Like “Hollywood,” the term “South Central” conjures up not a geographic location so much as specific imagery and impressions derived from the news and pop culture. Examples include Ice-T’s “6 in the Mornin’,” “Looked in the mirror, what did we see? Fuckin’ blue lights, LAPD”; Ralph Fiennes as volatile gang boss Harry Waters snarkily decrying the need for an assault weapon in the film In Bruges, “An Uzi? I’m not from South Central Los fucking Angeles”; the movie South Central based on Donald Bakeer’s novel Crips, with Glenn Plummer as Bobby Johnson, an ex-con on parole trying to steer his son away from the gang life that’s consuming him; and Moesha, a slightly edgy network sitcom starring singer Brandy Norwood, about coming of age in Leimert Park.
In 2003, the Los Angeles City Council rechristened the whole of it “South LA” to blunt its infamous reputation — though they maintained a 2.25-square-mile area within its boundaries as “Historic South Central,” whatever that’s supposed to mean. Nonetheless, the South Central where I grew up remains a locale where the majority of the residents work hard and share many of the same concerns as those who reside in Westside neighborhoods. It’s a place where the demographics and physical characteristics have changed since my youth, where even gentrification has crept in.

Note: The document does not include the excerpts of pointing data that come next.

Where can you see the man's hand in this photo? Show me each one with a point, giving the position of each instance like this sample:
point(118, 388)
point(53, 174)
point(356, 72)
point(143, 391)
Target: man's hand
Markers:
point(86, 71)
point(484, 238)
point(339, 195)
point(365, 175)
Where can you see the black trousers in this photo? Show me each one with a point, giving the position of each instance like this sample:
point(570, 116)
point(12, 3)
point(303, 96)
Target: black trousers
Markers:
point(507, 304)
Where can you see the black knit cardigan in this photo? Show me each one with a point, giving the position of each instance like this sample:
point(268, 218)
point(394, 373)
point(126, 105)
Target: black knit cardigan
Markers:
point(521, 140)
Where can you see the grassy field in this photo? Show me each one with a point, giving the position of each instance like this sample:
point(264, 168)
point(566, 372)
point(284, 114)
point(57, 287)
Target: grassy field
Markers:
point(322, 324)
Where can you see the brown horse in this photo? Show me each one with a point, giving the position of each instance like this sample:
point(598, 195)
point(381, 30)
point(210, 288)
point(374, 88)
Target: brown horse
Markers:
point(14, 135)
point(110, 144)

This, then, is the backdrop to South Central Noir. Within these pages you’ll find stories of those walking the straight and narrow — until something untoward happens. Maybe it’s someone taking a step out of line, getting caught up in circumstances spiraling out of their control. Maybe they’re planning the grift, the grab... whatever it is to finally put them over. Other times the steps they take are to get themselves or people they care about out from under. You’ll find the offerings in these pages are a rich mix of tone — tales told of hope, survival, revenge, and triumph. Excursions beyond the headlines and the hype.
The settings herein reflect South Central today or chronicle its colorful past, such as the days of the jazz joints along Central Avenue, venues like Jack’s Basket and the Club Alabam. The LAPD’s intelligence squad infiltrating left organizations is threaded in here, as well as what jumped off at Florence and Normandie that fateful day in April 1992, the flashpoint of the civil unrest that garnered world attention. Key landmarks also figure in these stories, such as the Watts Towers, the old Holiday Bowl on Crenshaw where people of various races used to congregate, and the Dunbar Hotel, built by Black folks to cater to people of color in a segregated city.
For the purposes of this collection, South Central is defined as roughly thirty-three square miles: Washington Boulevard to the north, Imperial Highway to the south, Alameda Boulevard to the east, and Crenshaw Boulevard to the west (bearing in mind that those boundaries are somewhat fluid). From South Park to East Martin Luther King Jr. Boulevard, from the borderlands of Watts to the one-time Southern Pacific railroad tracks paralleling Slauson Avenue, take a tour of a section of Los Angeles that may be unfamiliar to you but you will get to know, at least a little, by the time you finish reading this entertaining and engaging anthology.